This, Jimmy Brodes thought miserably to himself, was really bad.
Like, so bad. Like, worse than he even imagined that getting fired would be, which – until recently – had been up there in his list of top fears. Now, however, it barely even made the list.
His fingers trembling, Brodes ran through that list again. Jameson Brodes’ Top Ten Emotions of the Moment – all fears, as usual – included:
#3, dying in a hail of gunfire as a dozen guards failed to collapse bonelessly from his attempted karate chops to their necks and instead pulled their very lethal assault rifles on him.
#6, he didn’t actually know when to pull the cord on his parachute, but only realized this after jumping out of the plane. Hell, this parachute didn’t even have a cord at all! And here came the ground, very very fast…
#7, a beautiful femme fatale seduced him, only to betray him as he lay, sweaty and exhausted, in the tangled sheets after they’d consummated their shared passion together.
Actually, Brodes admitted, that last one wouldn’t be quite so bad. At least he’d get laid before he got killed.
Still, death seemed very imminent. And to think, they’d told him that it was just a testing exercise!
He’d been on the brink of getting fired, even before this. He knew that, could see it in the way that his boss just shook his head at him when he arrived late, coffee stain evident on his wrinkled shirt. His reports had always been sloppy, but at least he got the right intel…
But as of late, all he could think about was Karen, how she left him sitting on his – their – couch, stunned and alone.
“It’s just not working out; you’re not the man that a woman really wants,” she said softly, sadly, before leaving the apartment that, until a week ago, they’d shared together.
Not the man that a woman really wants. Maybe that was why he couldn’t focus on his work. Sure, it was cool to work for the CIA, but doing analysis, sitting at a computer while big, swarthy men like Jameson Bryce, the best damn secret agent to walk the hallowed halls, went out and put themselves in the line of fire, using their incredible skills to keep America safe.
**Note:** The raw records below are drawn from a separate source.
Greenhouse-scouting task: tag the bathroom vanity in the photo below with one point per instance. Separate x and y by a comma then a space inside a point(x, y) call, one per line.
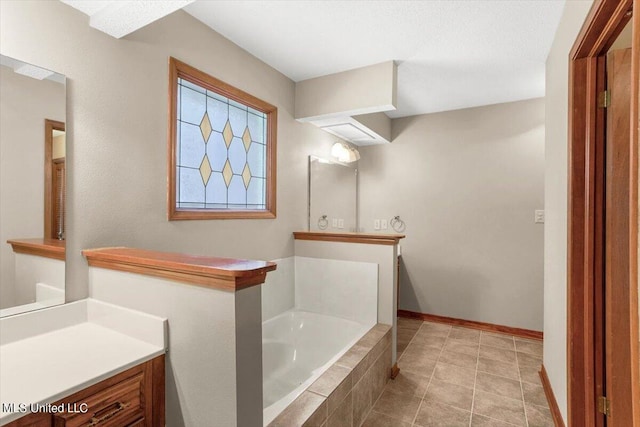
point(134, 397)
point(82, 363)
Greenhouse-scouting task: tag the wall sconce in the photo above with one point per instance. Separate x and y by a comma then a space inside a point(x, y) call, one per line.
point(344, 152)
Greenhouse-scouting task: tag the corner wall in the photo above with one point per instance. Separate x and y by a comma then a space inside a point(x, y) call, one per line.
point(555, 236)
point(25, 104)
point(117, 133)
point(466, 183)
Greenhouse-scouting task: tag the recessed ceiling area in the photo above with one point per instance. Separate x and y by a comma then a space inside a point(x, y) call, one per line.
point(450, 54)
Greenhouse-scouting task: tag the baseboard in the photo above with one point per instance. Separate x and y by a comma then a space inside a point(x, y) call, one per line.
point(490, 327)
point(551, 398)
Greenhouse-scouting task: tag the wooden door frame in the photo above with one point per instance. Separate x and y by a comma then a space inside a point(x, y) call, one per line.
point(49, 127)
point(586, 180)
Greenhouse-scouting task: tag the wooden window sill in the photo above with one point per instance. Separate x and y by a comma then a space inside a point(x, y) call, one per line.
point(369, 238)
point(218, 273)
point(48, 248)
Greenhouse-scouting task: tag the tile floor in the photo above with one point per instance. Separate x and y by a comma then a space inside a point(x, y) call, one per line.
point(454, 376)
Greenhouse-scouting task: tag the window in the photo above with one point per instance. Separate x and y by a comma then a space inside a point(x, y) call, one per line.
point(222, 149)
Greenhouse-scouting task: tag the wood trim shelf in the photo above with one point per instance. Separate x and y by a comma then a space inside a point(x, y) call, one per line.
point(490, 327)
point(374, 239)
point(48, 248)
point(218, 273)
point(551, 398)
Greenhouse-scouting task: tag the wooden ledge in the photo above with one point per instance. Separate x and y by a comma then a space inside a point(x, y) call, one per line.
point(373, 239)
point(48, 248)
point(219, 273)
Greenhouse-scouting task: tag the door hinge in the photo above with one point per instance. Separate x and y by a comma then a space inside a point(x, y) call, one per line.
point(604, 405)
point(604, 99)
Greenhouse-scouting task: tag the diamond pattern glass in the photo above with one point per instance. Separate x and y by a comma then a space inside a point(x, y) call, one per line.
point(205, 170)
point(246, 175)
point(220, 152)
point(227, 174)
point(205, 127)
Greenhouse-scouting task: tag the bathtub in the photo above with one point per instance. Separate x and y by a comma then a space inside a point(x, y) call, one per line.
point(297, 347)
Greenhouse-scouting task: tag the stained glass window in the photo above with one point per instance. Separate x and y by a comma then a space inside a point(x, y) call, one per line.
point(223, 145)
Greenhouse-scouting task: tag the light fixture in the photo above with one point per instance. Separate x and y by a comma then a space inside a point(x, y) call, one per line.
point(344, 152)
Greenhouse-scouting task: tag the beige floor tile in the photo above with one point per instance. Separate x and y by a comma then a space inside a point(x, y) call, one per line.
point(419, 349)
point(461, 347)
point(408, 383)
point(435, 326)
point(401, 348)
point(464, 334)
point(498, 385)
point(455, 374)
point(500, 341)
point(482, 421)
point(502, 369)
point(529, 346)
point(462, 360)
point(404, 322)
point(376, 419)
point(495, 353)
point(534, 394)
point(436, 414)
point(450, 394)
point(398, 406)
point(430, 340)
point(538, 416)
point(499, 407)
point(525, 359)
point(529, 374)
point(417, 363)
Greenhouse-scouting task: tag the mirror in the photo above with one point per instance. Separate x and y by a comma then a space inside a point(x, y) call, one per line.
point(333, 195)
point(32, 186)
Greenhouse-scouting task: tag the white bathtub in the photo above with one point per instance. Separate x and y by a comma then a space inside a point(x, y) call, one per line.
point(297, 347)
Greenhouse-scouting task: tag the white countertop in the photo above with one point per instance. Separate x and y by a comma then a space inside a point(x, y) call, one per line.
point(42, 364)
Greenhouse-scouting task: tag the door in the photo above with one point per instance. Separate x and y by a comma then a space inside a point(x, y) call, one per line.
point(618, 316)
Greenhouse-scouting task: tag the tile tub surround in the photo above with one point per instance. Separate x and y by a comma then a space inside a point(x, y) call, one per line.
point(455, 376)
point(345, 393)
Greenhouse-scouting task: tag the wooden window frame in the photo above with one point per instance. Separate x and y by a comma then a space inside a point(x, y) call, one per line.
point(178, 69)
point(585, 221)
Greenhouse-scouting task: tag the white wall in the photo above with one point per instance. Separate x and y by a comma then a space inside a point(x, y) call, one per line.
point(467, 184)
point(212, 333)
point(344, 289)
point(385, 256)
point(278, 291)
point(25, 104)
point(333, 189)
point(555, 244)
point(338, 288)
point(31, 270)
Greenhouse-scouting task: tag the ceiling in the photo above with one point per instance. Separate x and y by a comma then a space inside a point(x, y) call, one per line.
point(450, 54)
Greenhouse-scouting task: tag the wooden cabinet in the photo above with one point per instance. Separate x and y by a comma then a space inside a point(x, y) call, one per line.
point(134, 397)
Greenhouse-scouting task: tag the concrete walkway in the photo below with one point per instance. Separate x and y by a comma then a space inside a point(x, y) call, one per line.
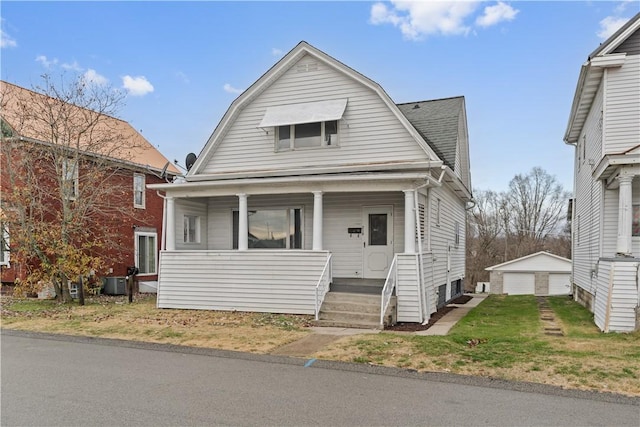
point(323, 336)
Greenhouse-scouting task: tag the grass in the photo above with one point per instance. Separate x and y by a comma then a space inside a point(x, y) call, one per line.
point(503, 337)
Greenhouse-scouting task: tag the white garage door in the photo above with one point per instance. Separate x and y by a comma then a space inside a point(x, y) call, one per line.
point(559, 284)
point(519, 283)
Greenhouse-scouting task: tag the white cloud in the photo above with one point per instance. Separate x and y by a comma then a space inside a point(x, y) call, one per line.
point(230, 89)
point(496, 14)
point(6, 40)
point(418, 19)
point(74, 66)
point(46, 62)
point(610, 25)
point(92, 76)
point(137, 86)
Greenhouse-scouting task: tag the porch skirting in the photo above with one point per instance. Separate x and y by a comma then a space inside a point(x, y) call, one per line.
point(273, 281)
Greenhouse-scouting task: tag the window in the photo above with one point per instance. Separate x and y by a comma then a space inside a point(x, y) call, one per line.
point(191, 229)
point(138, 190)
point(70, 179)
point(635, 227)
point(146, 252)
point(272, 229)
point(307, 135)
point(4, 244)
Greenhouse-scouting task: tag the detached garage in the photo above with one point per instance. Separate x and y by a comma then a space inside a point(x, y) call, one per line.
point(541, 273)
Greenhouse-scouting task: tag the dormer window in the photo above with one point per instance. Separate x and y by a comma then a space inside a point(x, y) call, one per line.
point(305, 125)
point(307, 135)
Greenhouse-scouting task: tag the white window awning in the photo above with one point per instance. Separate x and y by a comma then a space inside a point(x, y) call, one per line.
point(307, 112)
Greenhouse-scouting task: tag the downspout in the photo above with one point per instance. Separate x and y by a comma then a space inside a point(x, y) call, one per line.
point(163, 238)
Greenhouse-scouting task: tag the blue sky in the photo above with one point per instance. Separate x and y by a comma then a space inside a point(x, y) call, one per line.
point(183, 63)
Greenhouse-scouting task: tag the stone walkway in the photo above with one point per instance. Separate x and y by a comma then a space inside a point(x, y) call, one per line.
point(323, 336)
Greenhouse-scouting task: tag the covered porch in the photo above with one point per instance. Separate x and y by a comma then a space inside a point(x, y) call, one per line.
point(278, 248)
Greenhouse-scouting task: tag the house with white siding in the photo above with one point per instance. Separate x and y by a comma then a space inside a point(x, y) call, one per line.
point(604, 127)
point(316, 183)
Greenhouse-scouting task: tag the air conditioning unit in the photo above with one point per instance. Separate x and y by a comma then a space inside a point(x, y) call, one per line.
point(115, 285)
So when his boss’s boss – the very head of the CIA himself, Allen Swan – came to their floor and asked for a volunteer for a top secret mission, Brodes’ hand surprised everyone, including its owner.
“Are you sure, Jimmy?” his boss, Kyle, asked. No one had to strain to hear the skepticism in that tone.
Brodes glared back at his boss. “Yes, I am sure,” he said, although he didn’t know it until the words left his mouth.
But Allen Swan just nodded. “Right initials,” he murmured, although Brodes wasn’t sure what this meant. All he knew was that he needed to shave his head, report to a subdivision that he didn’t know existed until now, and do his best to clear his mind.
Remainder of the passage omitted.